Après rejet implicite de la commission médicale de recours amiable (CMRA), la société a saisi le pôle social du tribunal judiciaire de Mâcon en contestation de cette décision, lequel, par jugement avant dire droit du 23 février 2023, a notamment ordonné une consultation sur pièces confiée au docteur [C] avec notamment pour mission de dire si le taux d'IPP du salarié fixé à 10 % a été correctement évalué et, dans la négative, émettre un avis sur ledit taux d'IPP à la date du 29 septembre 2021, date de la consolidation de son état de santé, et de faire toute remarque d'ordre médical qui lui paraîtrait opportune à la parfaite appréciation de sa situation médicale.

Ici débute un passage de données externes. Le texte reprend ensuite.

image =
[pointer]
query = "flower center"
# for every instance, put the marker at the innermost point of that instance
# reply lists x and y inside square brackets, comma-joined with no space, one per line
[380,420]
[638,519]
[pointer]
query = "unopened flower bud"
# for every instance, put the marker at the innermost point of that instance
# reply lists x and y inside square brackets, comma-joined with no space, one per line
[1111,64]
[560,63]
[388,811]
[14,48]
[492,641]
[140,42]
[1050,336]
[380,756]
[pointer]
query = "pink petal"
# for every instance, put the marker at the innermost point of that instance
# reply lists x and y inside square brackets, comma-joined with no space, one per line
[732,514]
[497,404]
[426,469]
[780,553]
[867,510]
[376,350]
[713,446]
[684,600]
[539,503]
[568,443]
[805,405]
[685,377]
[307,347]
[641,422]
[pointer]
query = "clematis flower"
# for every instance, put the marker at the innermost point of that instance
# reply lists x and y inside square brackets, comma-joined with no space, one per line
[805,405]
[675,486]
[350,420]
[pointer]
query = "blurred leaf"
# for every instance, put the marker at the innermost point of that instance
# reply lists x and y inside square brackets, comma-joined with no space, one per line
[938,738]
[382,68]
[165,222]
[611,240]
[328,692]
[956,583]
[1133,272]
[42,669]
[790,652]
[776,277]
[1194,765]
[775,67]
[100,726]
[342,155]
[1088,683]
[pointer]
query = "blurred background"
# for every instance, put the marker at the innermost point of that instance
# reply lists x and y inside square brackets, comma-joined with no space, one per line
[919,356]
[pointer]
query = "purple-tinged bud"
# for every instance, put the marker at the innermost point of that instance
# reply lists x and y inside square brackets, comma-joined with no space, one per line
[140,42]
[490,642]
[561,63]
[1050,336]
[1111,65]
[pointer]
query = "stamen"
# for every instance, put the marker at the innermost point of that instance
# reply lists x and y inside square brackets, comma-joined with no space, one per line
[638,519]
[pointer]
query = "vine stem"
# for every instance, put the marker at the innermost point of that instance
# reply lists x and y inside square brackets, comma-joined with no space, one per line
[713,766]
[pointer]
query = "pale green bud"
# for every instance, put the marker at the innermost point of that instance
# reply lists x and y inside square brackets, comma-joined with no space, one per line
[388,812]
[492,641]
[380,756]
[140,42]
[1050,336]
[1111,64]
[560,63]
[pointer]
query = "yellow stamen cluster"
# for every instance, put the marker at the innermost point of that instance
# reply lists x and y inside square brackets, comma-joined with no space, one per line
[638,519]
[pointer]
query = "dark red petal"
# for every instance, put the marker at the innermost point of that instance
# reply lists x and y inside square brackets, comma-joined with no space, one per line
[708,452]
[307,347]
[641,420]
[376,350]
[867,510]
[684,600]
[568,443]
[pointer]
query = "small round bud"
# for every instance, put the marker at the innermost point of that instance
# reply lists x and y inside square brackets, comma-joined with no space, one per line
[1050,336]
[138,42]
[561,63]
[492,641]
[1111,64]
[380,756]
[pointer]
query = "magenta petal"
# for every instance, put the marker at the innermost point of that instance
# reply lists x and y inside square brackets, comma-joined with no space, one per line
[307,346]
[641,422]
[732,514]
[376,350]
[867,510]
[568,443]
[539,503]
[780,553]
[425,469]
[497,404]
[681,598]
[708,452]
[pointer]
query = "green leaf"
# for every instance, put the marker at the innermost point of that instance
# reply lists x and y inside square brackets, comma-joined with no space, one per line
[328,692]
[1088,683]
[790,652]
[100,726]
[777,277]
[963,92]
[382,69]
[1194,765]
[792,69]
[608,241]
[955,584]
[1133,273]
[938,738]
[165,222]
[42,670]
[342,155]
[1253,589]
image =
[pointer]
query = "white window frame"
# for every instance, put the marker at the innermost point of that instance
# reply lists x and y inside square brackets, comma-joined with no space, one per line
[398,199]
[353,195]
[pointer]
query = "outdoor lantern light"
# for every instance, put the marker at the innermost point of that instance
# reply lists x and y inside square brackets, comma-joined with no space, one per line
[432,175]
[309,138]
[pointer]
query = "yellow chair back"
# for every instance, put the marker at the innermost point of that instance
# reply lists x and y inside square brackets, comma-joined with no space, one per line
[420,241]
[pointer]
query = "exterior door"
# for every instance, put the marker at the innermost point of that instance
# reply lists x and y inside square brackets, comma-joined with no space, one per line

Le 9 avril 2023, le greffe du tribunal a réceptionné le rapport de consultation du même jour du docteur [C].
Par jugement du 20 juillet 2023, le pôle social du tribunal judiciaire de Mâcon a :
- fixé le taux d'IPP du salarié, dans les relations entre la société et la caisse, à 8 % à compter du 23 février 2023,
- rappelé que la caisse devra transmettre à la CARSAT compétente les informations utiles à la rectification du taux d'IPP du salarié en lien avec sa maladie professionnelle déclarée le 21 juin 2019,
- rappelé que les frais de consultation sont à la charge de la caisse nationale d'assurance maladie conformément aux dispositions de l'article L 142-11 du code de la sécurité sociale,
- condamné la caisse au paiement des entiers dépens.
Par déclaration enregistrée le 8 août 2023, la caisse a relevé appel de cette décision.
Dispensée de comparution, aux termes de ses conclusions adressées à la cour le 29 novembre 2024, elle demande de :
- infirmer le jugement du 20 juillet 2023 rendu par le tribunal judiciaire de Mâcon,
- juger que le taux d'IPP de 10 % attribué au salarié, en indemnisation des séquelles de la maladie professionnelle du 30 avril 2019, a été correctement évalué,
- débouter la société de l'ensemble de ses demandes.
Aux termes de ses conclusions adressées à la cour le 9 décembre 2024, la société demande de :
- confirmer le jugement rendu le 20 juillet 2023 par le tribunal judiciaire de Mâcon,
par conséquent,
- juger qu'à son égard les seules séquelles faisant suite à la maladie du 30 avril 2019 justifient un taux ne pouvant excéder 8 %.